With the golf over we drove the cart back to our chalet where I dropped off Kerry and picked up Sharon and Emma. We then drove the course again, giving Emma a chance on a few of the greens with her new golf set. That said, all she really wanted to do through was to drive the “Jeep” (as she called it), so that’s what we did.

The plan was to then watch the Currie Cup final but Emma had other ideas. So instead we headed back to the kiddies play area for some fun on the swings, slides and trampolines. I’m not sure this was the best idea as once we got back to the chalet I took off Emma’s chin plasters to check her cut, and there was a lot of blood.

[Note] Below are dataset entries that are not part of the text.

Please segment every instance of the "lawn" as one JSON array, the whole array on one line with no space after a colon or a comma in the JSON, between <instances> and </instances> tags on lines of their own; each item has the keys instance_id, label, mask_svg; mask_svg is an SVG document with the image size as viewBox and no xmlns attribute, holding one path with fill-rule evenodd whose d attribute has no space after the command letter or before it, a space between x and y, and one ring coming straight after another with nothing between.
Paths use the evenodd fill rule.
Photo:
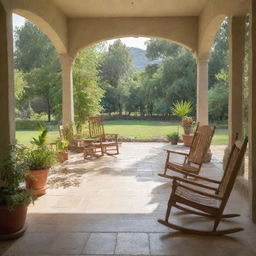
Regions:
<instances>
[{"instance_id":1,"label":"lawn","mask_svg":"<svg viewBox=\"0 0 256 256\"><path fill-rule=\"evenodd\" d=\"M106 121L106 133L118 133L124 138L134 139L152 139L165 138L167 134L177 131L177 123L160 121L137 121L137 120L118 120ZM180 127L180 133L182 128ZM37 136L37 131L17 131L16 137L18 143L27 144L33 136ZM49 132L49 141L58 138L57 131ZM227 129L217 129L213 138L213 144L224 145L228 142Z\"/></svg>"}]
</instances>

It was now too late to drive to the hospital and so we cleaned it again, and closed it with some new plasters. Fingers crossed.

The next morning we packed up slowly after another great cooked breakfast. We then meandered home stopping first at Thokozisa for a little shopping. This was followed by a stop at the Waffle Hut where Kerry taught Sharon and I a lesson on the adventure golf course. This was followed by a fantastic waffle and cup of coffee.

Granny and Katie at Thokozisa
Granny and Katie at Thokozisa

At this point the holiday should have been over, but sadly there was one thing left to do. Instead of going straight home we headed to the emergency room at Hillcrest Hospital to have Emma’s chin checked. The doc said that if we left it it would heal, however there would be a big scar. He therefore suggested that he clean it and close it. Best case he could glue it, worst case he would need to stitch. It all depended on whether he could align the edges of the cut correctly.

The process started by him numbing the area with a cream to allow him to clean and mobilise the cut. Sadly after 30 minutes of trying (to align the edges) he was no closer to succeeding, and as such we were much closer to needing to stitch. This was mostly due to us having waited 24 hours, thus allowing the gash time to start healing. He therefore moved onto phase 2. This meant numbing the area with injections so that he could reopen the sore by removing the areas which had started to heal out of place.

This was a less than pleasant experience and began with him telling us we’d have to hold Emma down, and that if she started screaming he’d carry on as he needed to complete the procedure as quickly as possible. We wrapped Emma in a blanket to stop her arms from flailing around, and then we began.

Up until now Emma had been really brave, but once he started to inject she began screaming and crying. The most heartbreaking moment was when Emma looked up at me through teary eyes and said, “help me daddy.”

Thankfully the doctor was incredibly efficient and complete the procedure exceptionally quickly. Emma calmed down and the doctor managed to properly clean out and reopen the wound. It took another 30 minutes but he finally got it lined up beautifully and we managed to glue the wound rather than stitch it. By the time we got home Emma was already back to her normal self. Despite having waited 24 hours to get Emma’s cut looked at, I was so impressed with the doctor’s work that I was glad we went to him rather than Winterton. A happy ending to a great weekend with mostly ups and one down.